Poetry and the mind

Poetry and the mind

From the Collaboration of Aging Research Excellence (CARE) - December Newsletter 

Presented by Alzheimer’s Otago in partnership with Dunedin Public Libraries and CARE we celebrated an evening of poetry and discussion on the subject of Dementia on Thursday, December 10, 2020.


Professor Yoram Barak, Associate Professor of Psychogeriatrics at the Dunedin School of Medicine, and poet Sue Wootton explored the power of poetry on improving outcomes for dementia sufferers and their families. The evening included readings from poet Des O’Brien’s collection “How Art”: a set of poems that reflect on, and wrestle with, the day-to-day realities of Alzheimer’s which Des is l earning to live with (see his photo…). The event was very moving to all as Des’s daughter was in the audience and the impact of her father’s art on the listeners was significant. We hope this may become an annual poetry competition and reading.

One of the notable literary works that address the concept of memory loss – the novel “The Memory Police” - was introduced to the audience. The story follows a novelist on an island under the control of the Memory Police. An unknown force causes the people of the island to collectively 'forget' and lose their attachment to objects or concepts, such as hats, perfume, birds and ribbon. The Memory Police enforce the removal of these objects from the island, and of the people who continue to remember…

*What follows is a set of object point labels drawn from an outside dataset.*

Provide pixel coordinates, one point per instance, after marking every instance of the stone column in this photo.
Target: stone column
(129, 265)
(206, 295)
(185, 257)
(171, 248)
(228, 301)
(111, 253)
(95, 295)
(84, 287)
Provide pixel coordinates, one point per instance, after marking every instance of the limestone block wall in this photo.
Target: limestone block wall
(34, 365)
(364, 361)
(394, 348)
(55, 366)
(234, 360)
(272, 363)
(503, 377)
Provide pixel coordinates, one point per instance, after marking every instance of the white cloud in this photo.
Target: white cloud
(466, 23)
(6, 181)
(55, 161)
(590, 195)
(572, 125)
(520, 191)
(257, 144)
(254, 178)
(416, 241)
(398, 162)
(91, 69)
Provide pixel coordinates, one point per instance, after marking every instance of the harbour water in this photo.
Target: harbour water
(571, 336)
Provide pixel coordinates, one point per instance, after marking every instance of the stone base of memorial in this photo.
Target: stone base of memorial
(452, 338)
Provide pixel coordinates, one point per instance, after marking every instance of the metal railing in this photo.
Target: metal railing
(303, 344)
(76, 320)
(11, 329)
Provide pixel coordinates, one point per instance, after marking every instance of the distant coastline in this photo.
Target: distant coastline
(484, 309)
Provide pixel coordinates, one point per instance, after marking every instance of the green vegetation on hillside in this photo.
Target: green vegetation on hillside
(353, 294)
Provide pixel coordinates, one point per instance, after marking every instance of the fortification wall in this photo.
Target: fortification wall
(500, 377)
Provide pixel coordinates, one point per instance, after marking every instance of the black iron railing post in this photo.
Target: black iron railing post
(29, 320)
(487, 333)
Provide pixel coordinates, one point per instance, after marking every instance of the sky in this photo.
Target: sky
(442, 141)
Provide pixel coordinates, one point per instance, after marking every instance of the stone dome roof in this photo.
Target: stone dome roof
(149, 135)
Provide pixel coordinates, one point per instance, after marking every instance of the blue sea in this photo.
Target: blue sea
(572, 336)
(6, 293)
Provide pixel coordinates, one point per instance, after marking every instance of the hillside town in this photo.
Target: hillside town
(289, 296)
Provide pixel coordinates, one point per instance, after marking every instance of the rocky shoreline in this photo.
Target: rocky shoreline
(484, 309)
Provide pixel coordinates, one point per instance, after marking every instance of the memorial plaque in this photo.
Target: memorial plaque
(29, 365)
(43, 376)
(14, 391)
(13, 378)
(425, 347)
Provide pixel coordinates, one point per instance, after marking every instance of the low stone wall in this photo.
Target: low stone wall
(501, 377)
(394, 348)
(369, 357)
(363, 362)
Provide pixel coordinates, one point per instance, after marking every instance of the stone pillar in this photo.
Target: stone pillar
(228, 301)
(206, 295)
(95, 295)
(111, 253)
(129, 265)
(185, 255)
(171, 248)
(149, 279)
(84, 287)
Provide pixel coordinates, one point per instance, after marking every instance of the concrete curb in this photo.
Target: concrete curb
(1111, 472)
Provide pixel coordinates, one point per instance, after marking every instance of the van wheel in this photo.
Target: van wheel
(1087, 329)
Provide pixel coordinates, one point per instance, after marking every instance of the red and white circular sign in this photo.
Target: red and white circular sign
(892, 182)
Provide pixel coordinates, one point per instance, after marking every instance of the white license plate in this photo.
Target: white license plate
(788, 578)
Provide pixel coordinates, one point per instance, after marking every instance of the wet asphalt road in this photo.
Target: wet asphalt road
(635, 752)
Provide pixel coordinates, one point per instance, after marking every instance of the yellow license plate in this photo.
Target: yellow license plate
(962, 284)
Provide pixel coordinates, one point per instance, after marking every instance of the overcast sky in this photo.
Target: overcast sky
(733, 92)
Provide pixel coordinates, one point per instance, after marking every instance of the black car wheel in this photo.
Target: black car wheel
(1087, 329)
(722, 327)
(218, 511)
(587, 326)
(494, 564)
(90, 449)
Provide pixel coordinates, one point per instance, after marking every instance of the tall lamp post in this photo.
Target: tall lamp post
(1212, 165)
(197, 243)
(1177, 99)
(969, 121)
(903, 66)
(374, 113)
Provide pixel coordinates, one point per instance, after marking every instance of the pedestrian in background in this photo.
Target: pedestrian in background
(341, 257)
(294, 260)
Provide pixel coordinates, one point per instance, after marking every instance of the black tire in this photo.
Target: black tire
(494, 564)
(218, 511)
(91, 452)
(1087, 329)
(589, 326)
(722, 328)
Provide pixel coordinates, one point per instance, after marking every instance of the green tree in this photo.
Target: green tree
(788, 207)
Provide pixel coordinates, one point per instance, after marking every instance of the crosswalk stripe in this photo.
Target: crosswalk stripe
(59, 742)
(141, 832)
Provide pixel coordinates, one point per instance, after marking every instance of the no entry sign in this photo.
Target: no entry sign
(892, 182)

The disappearance of the birds from people’s memories is one of the notable chapters in the book and an emotional allegory to the losses people struggling with dementia suffer. Here is a quote from that tragic moment: “The disappearance of the birds, as with so many other things, happened suddenly one morning. When I opened my eyes, I could sense something strange, almost rough, about the quality of the air… [as in many Asian cultures many people own a song bird]… Each owner seemed to be saying goodbye to his bird in his own way. Some were calling their names, others rubbing them against their cheeks, still others giving them a treat, mouth to beak. But once these little ceremonies were finished, they opened the cages and held them up to the sky. The little creatures, confused at first, fluttered for a moment around their owners, but they soon were gone, as if drawn away into the distance. When they were gone, a calm fell as though the air itself were breathing with infinite care. The owners turned for home, empty cages in hand. And that was how the birds disappeared.”